Então, o artifício da figuração do "desenho
interno" da luz natural da Graça inata passou a ter
sua contrapartida na mais absoluta evidenciação da
materialidade dos meios, como é o caso da obscuridade da
poesia de Góngora ou do "Primero Sueño",
de Sór Juana, que corresponde às deformações
ou anamorfoses da pintura. Como alegoria fechada, a maciça
noite hermética dos conceitos faz com que a agudeza do juízo
dos autores brilhe peregrinamente e passe, admirável, pelo
arco do triunfo do olho admirador.
Da mesma maneira, os estilos de Vieira são agudos, acumulados
e confusos porque fazem ver, na obscuridade relativa oferecida à
percepção como um intrincamento da forma no meio material,
justamente a figura -ou as alegorias- de uma Luz superior tão
radicalmente clara que só a obscuridade pode sugeri-la. Como
as estrelas que, sendo muito altas e distintas, necessitam da treva
para serem vistas.
A representação é, no caso, o regrado "theatrum
sacrum" doutrinado pelos jesuítas desde o século
16. Mesmo quando é mundana ou cortesã, figura o plano
inclinado por onde os fantasmas sensíveis da matéria
sobem, atraídos pela secreta simpatia da sua Causa Final,
e por onde os conceitos inteligíveis da Causa Primeira descem,
encarnando-se amorosamente nos gêneros, espécies, indivíduos
e acidentes de seus efeitos e signos temporais.
A substancialização da linguagem é tanto um
processo poético datado quanto uma visão datada da
história: não é uma estrutura "(neo)barroca"
trans-histórica; não é uma "ruptura estética"
que se possa autonomizar da sua função contemporânea
de propaganda católica do Estado absolutista; também
não é aplicação beletrista ou original
de "bom" ou "mau gosto"; nem um irracionalismo
pré-iluminista acusado em retrospecções unilaterais
que concebem o passado como etapa para as glórias do presente.
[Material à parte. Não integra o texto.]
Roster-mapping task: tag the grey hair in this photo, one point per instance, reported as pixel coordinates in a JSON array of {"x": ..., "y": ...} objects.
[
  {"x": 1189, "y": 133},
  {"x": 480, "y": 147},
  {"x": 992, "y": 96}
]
A agudeza é uma das principais figuras da analogia metafísica
e lógica que articula a oposição complementar
de finito/infinito das práticas luso-brasileiras do século
17. Específica da forma histórica da racionalidade
de Corte absolutista, a agudeza ensina que a representação
é infinita. Nas suas dobras não-deleuzianas, alude
ao inexpresso inefável da Causa, que aparece difusa no meio
material da linguagem como um vazio tendencialmente sublime.
É esse sublime da presença de Deus na história
que hoje, pela semelhança que seu efeito talvez possa ter
com a realidade telemática irrepresentável, quem sabe
torna palatável a metafísica contra-reformada de Vieira.
A subordinação da história ao tempo e o decorrente
sublime são ruínas, no entanto, desde a Revolução
Francesa. Um dia, o presente agora proclamado como eternidade da
"pós-utopia" também o será.
João
Adolfo Hansen é professor do departamento de literatura brasileira
da USP e autor, entre outros, de "A Sátira e o Engenho".